Conversion disorder can quite readily be framed in terms of “betrayal.” Most immediately, there is the sense of the betrayal of one’s own body. Have you ever had one of those annoying eyelash twitching episodes that continue for days on end? When I try to imagine the frustration of Ms. Sanchez, I recall such episodes (and then multiply the frustration a thousandfold). When my eyelash starts twitching, it’s hard for me not to be a Cartesian, a substance dualist. “My twitching eyelash is bugging the shit out of me. I wish it would stop already!”
In such moments, the distinction between “the subject of enunciation” and “the subject of the statement” becomes fairly clear. The subject of enunciation is the res cogitans and the subject of the statement res extensa. This is not quite the distinction between my mind and my body. As DG put it, the subject of enunciation is the Cogito and the subject of the statement “the union of the soul and the body, or feeling, guaranteed in a complex way by the cogito.” Considering Cartesianism as a postsignifying phenomenon, DG conceive the necessary “double betrayal” as taking place between the Cogito and a possibly deceitful God or evil genius. The “absolute deterritorialization” of the Cogito is thus fueled by its “methodical doubt” in the reality of the outside world.
Insofar as “the union of soul and body” is distinct from the “I think,” it too belongs to the doubtable external world. The “I think” can never be sure it’s not just a brain in a vat or thing plugged into the Matrix. In conversion disorder, the primary betrayal must be assigned to the body-soul. But it’s not only a betrayal, it’s a usurpation! As Althusser pointed out in his ISA essay (which DG refer to in their treatment of subjectification), the term “subject” has always had two senses: the sense of sovereignity and the sense of servitude. We could also put this in terms of action and passion. A subject in the first sense is that which acts autonomously and a subject in the second sense is that which is helplessly acted upon. In normal circumstances, the Cogito considers itself sovereign over its body-soul; it considers the latter to be its subject. “Here, do this. Now, go over there. Embarrass yourself in the following manner…” But in eye-twitching and conversion disorder, the Cogito finds itself subjected to its subject. It finds itself betrayed and rendered utterly passive. And how easily the betrayal takes place! And how helpless the Cogito is to do anything about it! All it can do is wait until the body-soul grows weary of its autonomy and resumes its previous quietude.

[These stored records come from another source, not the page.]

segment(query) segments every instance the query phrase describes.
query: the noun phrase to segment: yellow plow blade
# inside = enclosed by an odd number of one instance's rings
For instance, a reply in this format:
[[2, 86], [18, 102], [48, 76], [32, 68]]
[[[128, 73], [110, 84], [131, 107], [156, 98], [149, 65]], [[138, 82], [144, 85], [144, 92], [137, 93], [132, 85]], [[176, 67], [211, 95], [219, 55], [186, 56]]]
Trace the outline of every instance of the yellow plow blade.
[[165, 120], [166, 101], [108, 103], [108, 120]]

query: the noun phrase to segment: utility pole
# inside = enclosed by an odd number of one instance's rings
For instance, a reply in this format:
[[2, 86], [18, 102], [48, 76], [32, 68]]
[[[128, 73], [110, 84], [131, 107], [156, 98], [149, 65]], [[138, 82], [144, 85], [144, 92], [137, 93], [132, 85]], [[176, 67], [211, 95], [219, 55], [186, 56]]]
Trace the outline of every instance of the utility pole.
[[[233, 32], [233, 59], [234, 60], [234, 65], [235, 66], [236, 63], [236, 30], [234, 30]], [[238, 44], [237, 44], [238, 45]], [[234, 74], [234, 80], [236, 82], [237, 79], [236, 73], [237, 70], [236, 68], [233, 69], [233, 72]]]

Consciousness, stratified by subjectification at least, is already a couple. And as a couple, it takes for granted Masoch’s law that one of its components must serve as anvil to the other’s hammer.
Scanning several of the interviews Ms. Sanchez gave, I noted the following. When the interview took place at her home, she always led the interviewer over to a wall that displayed some paintings that I can only assume are her own. (“I was in art class. I was in two art classes!”) One can quickly grasp the significance of this repeated gesture. Look, that was me then, and this is me now. On the surface, the temporal division between a past plenitude and a present deprivation is clear-cut. But when she looks at those paintings, does she see in them signs of the later betrayal?
At least in the interviews, she refuses the diagnosis of conversion disorder. She did not betray herself. Something else did: some as yet unidentified pathogen, some biological or environmental agent. And insofar as the neurologists treating her insist otherwise, they are betraying her too. She has become absolutely deterritorialized. But the line remains a negative one. How to tilt it toward the BwO is the therapeutic question the schizoanalyst must ask.